Take a balloon, blow it up, and quickly stick a needle through the rubber. What do you hear? You wouldn’t be surprised to hear a loud “pop” immediately after piercing the once-inflated balloon. Try it again with a few balloons of different radii. What do you hear now? Chances are that you will notice a slight change in frequency. Additionally, depending upon the room in which you pop the balloons, you may notice additional reverberation.
What is happening here? Why do different balloons sound slightly different? What is the reverberation, and is it useful?
First, why does a balloon make a loud popping sound? When a balloon pops, the rubber suddenly contracts. This leaves a discontinuity in the air pressure. Pressure outside the balloon is equal to the atmospheric pressure, but the balloon’s internal pressure is often a couple hundred Pascals higher than that of the surrounding air. Upon retraction of the rubber, this high pressure region meets the lower pressure of the atmosphere. This newly-formed pressure wave spreads outward from the center of the late balloon’s location as a weak shock wave. This abrupt change in pressure, as it spreads outward, acts like an impulse in the air, a point we will return to later. The balloon’s weak shock wave is similar to the strong shock wave from a jet plane, though the equations that govern the two differ.
As the peak in pressure propagates outward, something more fascinating is unveiled. Air is accelerated outward due to the sudden difference in pressure, and it will overshoot due to inertia. This leaves a region of low pressure behind the high pressure wave. Air will then accelerate inward in response and will once again overshoot, but this time it will do so in the opposite direction. The process continues, creating an oscillation in the air with a characteristic frequency. The frequency of this oscillation depends upon the radius of the former balloon. Thus, smaller balloons will have a more “shallow” sound, and larger balloons will sound “deeper.”

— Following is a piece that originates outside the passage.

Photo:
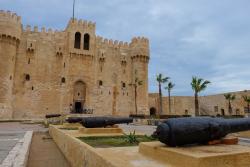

The question becomes far more interesting when considering that initial weak shock wave. As mentioned previously, this discontinuity acts like an impulse in the air. Impulses are powerful tools in that they contain all frequency information. If one wished to find the resonant frequency of a room, one could play sounds at various frequencies and find those which reflected most loudly off the walls of the room. However, this is a time-consuming process and is by all means impractical. An impulse, however, contains all frequencies. If an acoustical engineer were to supply an impulse at different locations in a room and place a microphone somewhere else, that engineer could calculate which frequencies are best reflected/selected by that room’s architecture. This could be done by firing a starter pistol or by clapping one’s hands (try it out). One could also pop a balloon. The balloon’s pop provides an impulse. The room (unless it is anechoic) will respond at particular frequencies. What this means is quite fascinating. The sound of the balloon’s pop is the sound of a recording studio, the sound of a theater, the sound of a living room, and the sound of a cafeteria.
The pop is the sound of the room itself.